KANZLER & SÖHNE: Ehrlich gesagt, habe ich bei diesem Bandnamen mittelmäßigen Deutschrock mit Texten eines deprimierten Germanistikstudenten erwartet. Im Endeffekt bekam ich, naja, ehrlich gesagt weiß ich das auch nicht genau. Was danach aussieht als hätten die maskierten HOLLYWOOD UNDEAD gelernt, wie man Instrumente spielt, klingt mehr nach HAFTBEFEHL mit Gitarren.

Laut eigener Aussage wollen die Jungs „1A Crossover“ machen. Bevor man allerdings ein Wort über ihr neues Album „Durch die Wände“ verliert, muss man dann doch das „1A“ aus der Selbstbeschreibung streichen – diese Platte kann man nämlich allenfalls als durchschnittlichen Crossover durchgehen lassen. Musikalisch ist das Ganze nämlich nicht sonderlich anspruchsvoll, wenn auch ordentlich produziert. Textlich gehört das Album, um sich an dieser Stelle freundlich auszudrücken, postnatal abgetrieben. Das liegt aber keineswegs an den durchweg asozialen Texten, die zugegebenermaßen bestimmt nicht jedermanns Sache sind, sondern einfach an der Tatsache, dass 90% der Lyrics grammatikalisch zusammenhangloser Müll mit eingeworfenen Beleidigungen sind. Inhaltlich dreht sich alles um Gewalt, Sex und ‚ich hab den Längsten‘-Gelaber. KANZLER & SÖHNE wären dabei gern gesellschaftskritisch, verlieren sich aber in Schimpfwörtern und versuchen durch Tabubrüche zu polarisieren.
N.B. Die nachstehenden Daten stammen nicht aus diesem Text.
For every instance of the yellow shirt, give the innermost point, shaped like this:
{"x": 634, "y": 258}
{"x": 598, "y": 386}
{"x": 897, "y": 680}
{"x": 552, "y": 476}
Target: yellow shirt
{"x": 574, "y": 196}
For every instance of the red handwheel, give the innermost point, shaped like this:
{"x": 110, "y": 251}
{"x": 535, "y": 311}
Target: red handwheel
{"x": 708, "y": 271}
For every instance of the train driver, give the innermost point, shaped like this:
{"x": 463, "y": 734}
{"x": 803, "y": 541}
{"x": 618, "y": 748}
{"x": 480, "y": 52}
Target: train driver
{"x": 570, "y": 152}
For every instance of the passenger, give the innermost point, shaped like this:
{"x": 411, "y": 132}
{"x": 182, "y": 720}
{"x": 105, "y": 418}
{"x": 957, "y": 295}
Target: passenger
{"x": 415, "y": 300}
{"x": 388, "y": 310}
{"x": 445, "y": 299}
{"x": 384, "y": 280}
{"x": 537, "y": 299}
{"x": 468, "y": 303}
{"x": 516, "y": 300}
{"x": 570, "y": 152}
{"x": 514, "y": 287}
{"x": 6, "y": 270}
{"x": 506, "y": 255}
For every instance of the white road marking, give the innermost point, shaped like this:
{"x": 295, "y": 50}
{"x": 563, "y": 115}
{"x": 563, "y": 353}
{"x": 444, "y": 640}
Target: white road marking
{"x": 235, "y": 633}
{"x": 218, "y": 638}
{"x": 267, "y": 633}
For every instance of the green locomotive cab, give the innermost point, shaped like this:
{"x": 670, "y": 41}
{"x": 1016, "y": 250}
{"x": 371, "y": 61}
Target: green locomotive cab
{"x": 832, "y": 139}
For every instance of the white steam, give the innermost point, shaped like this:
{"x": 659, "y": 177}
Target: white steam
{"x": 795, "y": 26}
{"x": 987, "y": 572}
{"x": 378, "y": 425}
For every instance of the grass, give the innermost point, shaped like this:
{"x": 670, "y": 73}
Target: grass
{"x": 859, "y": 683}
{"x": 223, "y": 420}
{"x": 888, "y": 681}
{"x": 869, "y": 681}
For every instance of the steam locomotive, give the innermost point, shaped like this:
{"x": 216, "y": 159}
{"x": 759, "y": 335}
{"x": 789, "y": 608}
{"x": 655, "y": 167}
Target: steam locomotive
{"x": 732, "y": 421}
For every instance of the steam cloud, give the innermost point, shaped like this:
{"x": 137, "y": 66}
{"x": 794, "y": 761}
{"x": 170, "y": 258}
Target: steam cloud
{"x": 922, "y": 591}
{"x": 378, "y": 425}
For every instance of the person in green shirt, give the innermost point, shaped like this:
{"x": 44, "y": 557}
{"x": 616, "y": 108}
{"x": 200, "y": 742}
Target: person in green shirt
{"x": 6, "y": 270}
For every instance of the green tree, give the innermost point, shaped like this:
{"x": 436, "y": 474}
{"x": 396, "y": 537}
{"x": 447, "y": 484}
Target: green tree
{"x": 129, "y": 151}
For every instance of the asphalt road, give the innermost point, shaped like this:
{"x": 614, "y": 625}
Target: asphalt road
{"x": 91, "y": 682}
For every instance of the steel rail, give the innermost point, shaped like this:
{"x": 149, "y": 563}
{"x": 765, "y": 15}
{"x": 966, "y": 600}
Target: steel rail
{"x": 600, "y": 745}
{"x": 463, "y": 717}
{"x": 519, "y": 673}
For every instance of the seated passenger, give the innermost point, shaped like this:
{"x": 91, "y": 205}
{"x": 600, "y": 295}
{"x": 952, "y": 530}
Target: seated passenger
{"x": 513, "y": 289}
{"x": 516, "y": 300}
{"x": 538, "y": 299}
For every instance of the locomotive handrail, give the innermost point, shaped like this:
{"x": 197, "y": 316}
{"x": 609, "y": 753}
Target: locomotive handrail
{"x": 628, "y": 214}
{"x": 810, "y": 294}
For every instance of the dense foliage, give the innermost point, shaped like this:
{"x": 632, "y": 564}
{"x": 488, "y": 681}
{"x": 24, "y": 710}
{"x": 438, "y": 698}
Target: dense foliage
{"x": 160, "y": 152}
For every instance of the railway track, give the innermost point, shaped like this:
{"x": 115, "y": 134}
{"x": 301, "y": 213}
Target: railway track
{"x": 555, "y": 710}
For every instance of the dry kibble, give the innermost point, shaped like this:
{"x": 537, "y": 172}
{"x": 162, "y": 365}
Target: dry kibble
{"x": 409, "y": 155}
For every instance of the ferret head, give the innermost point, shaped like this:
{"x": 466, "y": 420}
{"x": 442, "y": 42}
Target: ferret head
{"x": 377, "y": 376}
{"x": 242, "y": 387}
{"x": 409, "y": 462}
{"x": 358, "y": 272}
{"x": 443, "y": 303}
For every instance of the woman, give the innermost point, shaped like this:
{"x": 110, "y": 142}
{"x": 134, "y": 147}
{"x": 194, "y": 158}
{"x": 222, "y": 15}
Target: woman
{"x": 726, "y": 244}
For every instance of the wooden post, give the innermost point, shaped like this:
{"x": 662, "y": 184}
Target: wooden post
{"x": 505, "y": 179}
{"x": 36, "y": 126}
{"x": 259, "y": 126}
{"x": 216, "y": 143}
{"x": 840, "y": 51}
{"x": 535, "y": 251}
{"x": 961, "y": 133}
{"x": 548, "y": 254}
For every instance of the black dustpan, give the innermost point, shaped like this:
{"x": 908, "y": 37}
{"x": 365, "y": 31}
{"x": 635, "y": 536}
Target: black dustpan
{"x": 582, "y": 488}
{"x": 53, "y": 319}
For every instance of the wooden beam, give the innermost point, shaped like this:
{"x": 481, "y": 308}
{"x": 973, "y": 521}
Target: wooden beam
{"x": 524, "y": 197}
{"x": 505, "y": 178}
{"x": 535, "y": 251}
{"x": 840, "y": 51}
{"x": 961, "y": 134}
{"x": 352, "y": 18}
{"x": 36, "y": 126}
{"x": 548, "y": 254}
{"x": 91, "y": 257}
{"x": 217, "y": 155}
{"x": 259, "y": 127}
Bestimmt hätte man sich vor 20 Jahren auch wirklich noch an den Texten gestoßen, aber in Zeiten des Gangster-Raps jucken Wörter wie "ficken", "Nutte" oder "Hurensohn" in Songtexten einfach niemanden mehr. KANZLER & SÖHNE fallen vor allem dadurch auf, wie anspruchslos sie eigentlich sind. Sie bringen es sogar selbst im Titelsong „Durch die Wände“ auf den Punkt: „Ich bin ein primitiver Drecksack der immer Recht hat, der alles schlecht macht.“ Das kann man definitiv so unterschreiben. Das Quartett mit einem addierten IQ von 50 bringt asozialen, anspruchslosen Testosteron-Crossover vom Feinsten.

So, wer austeilt muss auch einstecken können, liebe KANZLER & SÖHNE. Es gibt aber auch noch etwas Gutes zu sagen: Wenn man sich erst einmal auf das geistige Niveau einer Kreuzung aus Neandertaler und Schimpanse eingelassen hat, kann man nämlich durchaus Spaß mit den knapp 44 Minuten Unterschichtgestammel von "Durch die Wände" haben. Besonders Songs wie „Schmerz“, „Durch die Wände“ oder „Lass Ficken“ bleiben einfach hängen, weil sie einerseits durch ihre instrumentale Einfachheit nach vorne gehen (ich taufe dieses Phänomen an dieser Stelle liebevoll den ‚Rammstein-Effekt‘) und man andererseits die wirklich übertrieben asozialen Texte belächeln kann. Vorausgesetzt man kann über Zeilen wie: „Mir tut die Fresse weh – vom Hurensohn sagen“ lachen.

KANZLER & SÖHNE sollen ruhig asozial bleiben, aber der Songwriter darf gern noch einmal die Schulbank drücken, damit wir hier in der Redaktion beim nächsten Album nicht direkt mit dem roten Stift kommen müssen. Die Gesellschaftskritik können sie aber dann aber bitte den Erwachsenen überlassen.